田辺功のコラム「ココ(ノッツ)だけの話」
(173)外国人看護師らの医療・介護にも暗雲
介護職の不足がこのところ大きな話題になっています。仕事は山盛りで給料は少なく、疲労困憊してやめる人が後を絶たない状況です。何年か前には、インドネシアやフィリピンなどからの受け入れが解決策として脚光を浴びた半面で、移民増加を懸念する声もありました。ところが、ところがです。新聞のまとめ記事(9月18日『朝日新聞』)によるとかなり大きく当てが外れているようです。
経済連携協定(EPA)でインドネシアからの看護師、介護福祉士の受け入れが始まったのは2008年度からです。翌年はフィリピン、その後はベトナムも加わり、16年度までに看護師コース1118人、介護福祉士コース2777人の合わせて3895人が来日しました。研修や実務経験をしながら国家試験をめざし、合格すれば永住も可能です。しかし、これが実際には難しく、合格した看護師191人、介護福祉士437人に対し、不合格・年限切れで帰国したのはそれぞれ 532人でした。介護福祉士コースは合格者の1.2倍でしたが、看護師コースは2.8倍の狭き門でした。日本語での細かな医療・医学知識の習得はやはり限界があります。

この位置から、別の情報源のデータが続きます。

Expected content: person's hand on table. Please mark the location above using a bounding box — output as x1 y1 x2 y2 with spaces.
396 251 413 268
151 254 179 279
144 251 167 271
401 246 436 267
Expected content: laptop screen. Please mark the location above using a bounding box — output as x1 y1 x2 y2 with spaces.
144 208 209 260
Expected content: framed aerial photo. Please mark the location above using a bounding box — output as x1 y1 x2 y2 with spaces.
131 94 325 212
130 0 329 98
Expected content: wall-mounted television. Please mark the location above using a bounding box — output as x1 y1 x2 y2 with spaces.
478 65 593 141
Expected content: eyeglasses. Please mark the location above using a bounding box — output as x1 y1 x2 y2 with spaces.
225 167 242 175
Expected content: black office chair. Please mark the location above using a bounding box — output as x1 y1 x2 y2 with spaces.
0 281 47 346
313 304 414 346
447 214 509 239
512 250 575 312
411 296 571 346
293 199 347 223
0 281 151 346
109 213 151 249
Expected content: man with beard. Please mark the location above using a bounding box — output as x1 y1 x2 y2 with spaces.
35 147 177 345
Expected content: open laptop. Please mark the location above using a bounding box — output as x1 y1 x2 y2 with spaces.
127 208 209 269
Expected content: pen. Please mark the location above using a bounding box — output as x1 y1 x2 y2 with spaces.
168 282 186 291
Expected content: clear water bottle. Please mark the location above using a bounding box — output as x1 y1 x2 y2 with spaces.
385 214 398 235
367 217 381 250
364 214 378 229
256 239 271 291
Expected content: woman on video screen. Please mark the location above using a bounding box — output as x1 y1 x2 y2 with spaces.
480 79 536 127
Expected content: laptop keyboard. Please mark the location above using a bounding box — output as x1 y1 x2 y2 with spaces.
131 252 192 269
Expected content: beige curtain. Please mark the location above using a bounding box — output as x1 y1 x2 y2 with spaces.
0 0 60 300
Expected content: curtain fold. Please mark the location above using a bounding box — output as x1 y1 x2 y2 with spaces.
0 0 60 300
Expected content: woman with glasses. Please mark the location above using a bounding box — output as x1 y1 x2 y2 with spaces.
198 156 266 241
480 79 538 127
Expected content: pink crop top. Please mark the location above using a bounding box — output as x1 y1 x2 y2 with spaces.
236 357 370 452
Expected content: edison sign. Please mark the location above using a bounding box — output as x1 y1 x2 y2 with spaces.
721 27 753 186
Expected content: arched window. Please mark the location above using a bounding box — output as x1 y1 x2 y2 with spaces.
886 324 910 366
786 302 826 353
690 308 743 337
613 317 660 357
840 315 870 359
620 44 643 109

それ以上に問題なのは、資格取得後に帰国したり、制度から離れる人がそれぞれ3割にものぼることです。記事では、合格以降は支援制度がなくなるための生活苦や仕事からの疲労、子育てとの両立困難などが原因と見ています。
患者からすると、外国人の看護師さんは珍しく、優しいし、違う発想や反応が楽しみです。しかし、病院が看護師に期待するのは患者の受けではなく、あうんの呼吸で医師や同僚らの要求を理解し、短時間でてきぱきと仕事をこなすことです。国の補助があればともかく、同じ資格、給料の扱いはできない、となるのでしょう。介護人員の慢性的不足の下では、介護福祉士も同様の条件です。
米国ではフィリピンからの看護師が活躍しています。介護分野でも同じと思います。違うのはおそらくは労働時間の質と量です。日本の長時間労働者は平均でも欧米の10%の2倍以上ですが、分野で見れば、医療や介護は長時間労働がむしろ常識になっています。フィリピンで日本人のように長時間働く趣味がある人がいるとはとても思えません。
病院や介護施設の経営者が「外国人看護師や介護福祉士は働かないからねえ」と嘆くかたわらで職員が相槌を打っている情景が目に浮かびます。